Subj: Not a Chance I Would Take
Re:Assessment: Richard Perle
From: John
Date: Aug. 23, 2002 1:40 p.m.

No one seriously believes that Hussein will use his military forces to launch an attack on U.S. interests (precisely because of our retaliatory capability). But … are you assuming that out of fear of our military capabilities Hussein will zealously and effectively work to ensure that his weapons (or his weapons know-how) will not fall into the hands of raging, irrational, self-destructive terrorists? Is small pox technology, for example, as safe in his hands as it is in the hands of, say, the Canadian military?

I don’t think that you can work in intimate association with terrorist organizations, acquire the means to develop chemical, biological, and nuclear weapons, and yet keep a solid wall between the two activities. And that’s the problem that a war with Iraq would address.
 
[Find this post here.]

Subj: Fat Fashion
Re: Chatterbox: A Sluggish War on Indolence
From: Peter Marshall
Date: Aug. 22, 2002 6:54 p.m.

Today, I saw on some morning TV show that some designer has come out with a new series of flattering fashions for fat kids, and there was a parade of grossly obese kids blubbering down the runway, showing off all the self-esteem that having fashions for them can inspire.
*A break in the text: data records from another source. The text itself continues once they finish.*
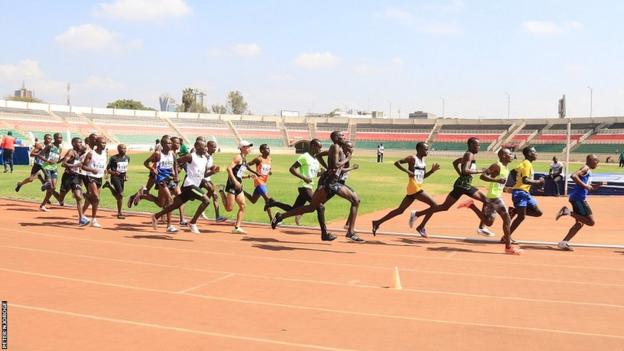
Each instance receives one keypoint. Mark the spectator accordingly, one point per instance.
(8, 147)
(555, 173)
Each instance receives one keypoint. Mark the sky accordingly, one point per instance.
(470, 58)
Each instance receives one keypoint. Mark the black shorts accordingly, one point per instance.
(459, 191)
(117, 184)
(71, 182)
(94, 180)
(581, 208)
(168, 184)
(190, 193)
(36, 168)
(230, 188)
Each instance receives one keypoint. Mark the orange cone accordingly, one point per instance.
(396, 280)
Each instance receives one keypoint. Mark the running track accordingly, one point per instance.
(126, 287)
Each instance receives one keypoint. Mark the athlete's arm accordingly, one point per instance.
(491, 174)
(235, 161)
(466, 163)
(456, 164)
(320, 158)
(36, 150)
(410, 160)
(86, 162)
(65, 158)
(150, 162)
(576, 177)
(434, 168)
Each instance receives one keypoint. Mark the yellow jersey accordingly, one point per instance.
(525, 169)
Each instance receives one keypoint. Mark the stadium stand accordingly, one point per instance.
(139, 129)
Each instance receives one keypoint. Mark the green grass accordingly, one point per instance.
(379, 186)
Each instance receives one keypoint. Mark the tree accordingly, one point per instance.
(236, 103)
(23, 99)
(188, 98)
(128, 104)
(220, 109)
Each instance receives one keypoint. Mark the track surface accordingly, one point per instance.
(126, 287)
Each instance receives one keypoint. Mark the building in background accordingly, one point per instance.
(422, 115)
(24, 93)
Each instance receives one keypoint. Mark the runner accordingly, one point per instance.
(524, 203)
(207, 184)
(50, 156)
(176, 148)
(263, 170)
(197, 167)
(72, 178)
(95, 165)
(118, 170)
(496, 176)
(466, 167)
(347, 148)
(234, 186)
(307, 168)
(581, 212)
(417, 172)
(37, 162)
(162, 164)
(329, 185)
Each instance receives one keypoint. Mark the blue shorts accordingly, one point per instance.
(261, 190)
(522, 199)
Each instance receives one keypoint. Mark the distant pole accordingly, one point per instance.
(508, 104)
(591, 101)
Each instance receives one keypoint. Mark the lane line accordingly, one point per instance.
(205, 252)
(245, 301)
(363, 314)
(229, 275)
(177, 329)
(477, 275)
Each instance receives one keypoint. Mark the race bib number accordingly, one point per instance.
(265, 169)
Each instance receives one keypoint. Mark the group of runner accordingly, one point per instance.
(322, 175)
(498, 178)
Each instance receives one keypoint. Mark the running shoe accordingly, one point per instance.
(154, 222)
(238, 230)
(412, 220)
(514, 250)
(136, 200)
(466, 204)
(194, 229)
(375, 227)
(354, 237)
(131, 200)
(565, 246)
(328, 237)
(564, 211)
(276, 220)
(422, 232)
(485, 232)
(83, 221)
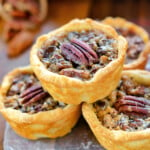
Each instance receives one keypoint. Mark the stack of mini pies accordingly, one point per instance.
(80, 65)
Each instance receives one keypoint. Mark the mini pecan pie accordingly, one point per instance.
(27, 12)
(122, 119)
(137, 37)
(76, 59)
(31, 111)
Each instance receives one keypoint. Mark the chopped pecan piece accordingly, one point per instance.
(70, 72)
(33, 94)
(79, 52)
(129, 104)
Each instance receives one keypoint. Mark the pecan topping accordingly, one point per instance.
(79, 52)
(33, 94)
(70, 72)
(133, 104)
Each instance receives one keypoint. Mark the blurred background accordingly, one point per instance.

That’s what the money is doing in this country, and you can bet they’re on the winning side.

Don’t fight the fat. … Flatter it and make it feel worthwhile, even kind of special. Wrap it up in political correctnessthese are great kids, and we need to recognize that real people look like that, and everyone’s good looking, and they deserve to be recognized as beautiful too. Right? …

We’ll get what we deserve, though: a bunch of psychopathic, idiotic video addicts with little or no thought of their own, with no strength of body or character, unhealthy in spirit and flesh, weak and docile, sucking on the teat of the world. A fine heritage for Jefferson, Washington, Franklin, Henry, and Lincoln indeed.

[Find this post here.]

Subj: Less Consumerist?
Re: Television: Breakfast at Empathy’s
From: hollins
Date: Aug. 22, 2002 12:48 p.m.

“The show’s themes now seem less consumerist…”
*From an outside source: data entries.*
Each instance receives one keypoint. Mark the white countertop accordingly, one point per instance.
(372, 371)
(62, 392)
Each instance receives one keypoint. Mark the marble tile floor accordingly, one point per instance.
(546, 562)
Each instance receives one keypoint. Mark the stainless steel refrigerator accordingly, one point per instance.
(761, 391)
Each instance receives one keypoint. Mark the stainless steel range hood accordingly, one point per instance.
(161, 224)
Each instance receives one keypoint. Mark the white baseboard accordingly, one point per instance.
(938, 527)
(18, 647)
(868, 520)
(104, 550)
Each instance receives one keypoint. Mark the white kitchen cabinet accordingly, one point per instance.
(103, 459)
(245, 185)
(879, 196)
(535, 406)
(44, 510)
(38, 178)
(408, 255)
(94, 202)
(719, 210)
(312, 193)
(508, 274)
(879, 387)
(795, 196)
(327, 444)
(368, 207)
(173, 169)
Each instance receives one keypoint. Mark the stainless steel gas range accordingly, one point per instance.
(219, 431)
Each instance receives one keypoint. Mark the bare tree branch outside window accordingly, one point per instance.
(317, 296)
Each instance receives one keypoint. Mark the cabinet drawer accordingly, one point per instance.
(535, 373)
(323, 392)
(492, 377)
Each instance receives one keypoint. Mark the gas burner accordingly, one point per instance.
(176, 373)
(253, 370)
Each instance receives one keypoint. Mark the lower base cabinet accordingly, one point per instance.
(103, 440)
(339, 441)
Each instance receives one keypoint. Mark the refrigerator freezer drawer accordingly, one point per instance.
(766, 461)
I find this quote remarkable, given that season five has been beating us over the head with product tie-ins. …

[T]here was the scene with Carrie drinking a McDonald’s milkshake, carefully held with the logo facing the camera. She happily droned on for 20 seconds about how much she loves McDonald’s strawberry shakes. Longtime viewers were amazed that Carrie would be seen in a McDonald’s, much less publicly sing its praises.

[Find this post here.]

Subj: Live Free or Die
Re:Moneybox: The State Quarters
From: Ender
Date: Aug. 27, 2002 10:15 a.m.

For my kids the most interesting objects in the penny jar are the foreign coins and currency that I never quite managed to spend before coming home. … So I can’t help but smile when I think of how a child in China, Iran, Cuba, etc. … will study The Old Man of the Mountain on New Hampshire’s quarter. Some might find him, most won’t. Either way, they will eventually turn to their parents for confirmation or help in the form of a translation of the inscription on the design and the big, bold words just next to it, “LIVE FREE OR DIE.”

[Find this post here.]

Fray Notes
Turn your washer into a cash cow!
While discussing recycled ad mascots, zeitguy put himself through the culture’s permanent press cycle here.

Now you see her … :
Geoff toutedthe chance to get close to Anna Kournikova at the U.S. Open; I hope he didn’t have traffic problems.

City of words:
The Poems Fray is filling up with 9/11 poems. As the United States gears up for memorials hokey and profound, this evolving archive represents the efforts of some to put the worst things into their best words.